INT primary keys (especially identity seeds) being human readable are also a disadvantage as queries that should be date based, often use the identity seed based on the assumption that a lower ID was created earlier, which may not be true. Also, presenting a primary key as a reference code to a user, may have negative implications when master table references need to be reordered, which would require changing the primary key of the master and updating all tables where the key was a foreign key. It’s much better to have a key where a developer can not make this mistake and is required to add a reference column and a unique index to the table, that would only require the master table be updated, should such a scenario occur.
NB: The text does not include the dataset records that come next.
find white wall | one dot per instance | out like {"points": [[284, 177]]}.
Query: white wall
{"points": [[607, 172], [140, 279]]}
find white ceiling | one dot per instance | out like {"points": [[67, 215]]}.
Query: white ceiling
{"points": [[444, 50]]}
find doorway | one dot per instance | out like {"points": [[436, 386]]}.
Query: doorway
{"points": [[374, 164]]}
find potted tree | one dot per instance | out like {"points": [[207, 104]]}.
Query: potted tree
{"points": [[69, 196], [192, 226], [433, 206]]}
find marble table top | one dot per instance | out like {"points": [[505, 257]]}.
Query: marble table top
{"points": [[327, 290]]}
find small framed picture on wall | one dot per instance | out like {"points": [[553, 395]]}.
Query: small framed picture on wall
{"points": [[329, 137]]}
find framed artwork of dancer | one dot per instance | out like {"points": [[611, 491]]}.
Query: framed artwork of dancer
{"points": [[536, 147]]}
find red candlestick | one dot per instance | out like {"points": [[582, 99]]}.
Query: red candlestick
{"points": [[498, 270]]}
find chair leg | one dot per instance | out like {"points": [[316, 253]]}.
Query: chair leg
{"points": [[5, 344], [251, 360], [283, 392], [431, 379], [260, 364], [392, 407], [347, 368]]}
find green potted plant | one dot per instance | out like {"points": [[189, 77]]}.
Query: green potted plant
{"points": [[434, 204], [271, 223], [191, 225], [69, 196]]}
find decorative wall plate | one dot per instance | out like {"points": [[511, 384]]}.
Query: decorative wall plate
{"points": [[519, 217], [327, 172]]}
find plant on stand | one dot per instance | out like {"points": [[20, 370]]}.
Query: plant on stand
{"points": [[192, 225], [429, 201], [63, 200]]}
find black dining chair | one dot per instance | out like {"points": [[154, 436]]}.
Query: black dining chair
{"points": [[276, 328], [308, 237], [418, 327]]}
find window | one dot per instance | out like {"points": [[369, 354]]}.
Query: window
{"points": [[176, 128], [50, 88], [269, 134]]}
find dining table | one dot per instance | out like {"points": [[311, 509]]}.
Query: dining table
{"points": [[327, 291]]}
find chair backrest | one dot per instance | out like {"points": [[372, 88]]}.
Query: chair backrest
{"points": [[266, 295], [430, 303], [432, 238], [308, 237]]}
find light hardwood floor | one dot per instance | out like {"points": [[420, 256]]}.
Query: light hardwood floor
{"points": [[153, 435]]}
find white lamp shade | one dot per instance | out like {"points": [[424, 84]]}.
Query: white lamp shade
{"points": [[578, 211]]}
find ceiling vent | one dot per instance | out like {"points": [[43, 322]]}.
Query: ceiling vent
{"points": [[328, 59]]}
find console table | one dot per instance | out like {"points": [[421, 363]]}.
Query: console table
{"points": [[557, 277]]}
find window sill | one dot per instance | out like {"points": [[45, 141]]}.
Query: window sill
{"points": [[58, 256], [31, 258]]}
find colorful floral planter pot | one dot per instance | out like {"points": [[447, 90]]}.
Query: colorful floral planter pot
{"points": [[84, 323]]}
Joins are no easier using ints
As for insertion order, you can create sequential GUIDS
See above about why using the primary key as a Customer code is a terrible idea.
Here’s one real question you should ask when deciding on GUIDS: Will I want to transfer the data in this record, back and forth to other systems? If so, GUIDS are great because you can insert the row into the other system without changing the key or worrying about sending a BigInt to a system with INT as the PK. You don’t even need to see if the other system has a duplicate key when inserting because unlike identity seeds, GUIDs are unique across all tables and systems.
The time I would not consider a GUID is when I have local lookup tables that are never intended to be exported.
I believe you should use both:
Use a BIGINT as the primary key – clustered etc, for join’s, fast retrievals etc. i.e. this is optimised for retrieval and user convenience.
The have a GUID as your unique marker for the record, this is what you use when porting data across servers/applications etc. This would never be shown to users, but is stamped to all records.
This gives you the best of both worlds, you avoid the fragmentation and performance hit of using GUIDs as a primary key, but retain its benefit when your moving data / sharing it between systems since you can independently identify the record.
Some may argue that the extra storage cost is excessive, but I’d say spending a few dollars more on your SAN is cheaper in the long run than trying to do two different things with the same data column.
I’ve had several apps migrate/merge from local/regional usage to our worldwide enterprise level, GUIDs saved us.
Sure, if you have a few tables that are migrating, INT or BIGINT aren’t much to handle in the migration routines you have to write. But start merging huge customer and law enforcement databases – it’s best not to have to manage that and just use GUIDs from the outset.
Yes, thats the real reason you should use GUIDs, you may be able to handle with begint, by portioning the numbers, so branch 1 takes number from 1 to 2 billion, branch 2 goes from 2 billion and 1 to 4 billion, and so on. But then branch 1 run out of numbers, then what you do? Take the next available series, and now branch 1 has 1 to 2 billion and 6 to 8 billion, that works, but can get quite confusing and hard to manage.
If you that not real case, just remember the very way you got to this post… An IP address, have you ever though about it. 000.000.000.000 to 255.255.255.255 that a very large amount of number to pick from, but we are running out of them, and guess what IPv6 is a GUID, why?, one would wonder. Why?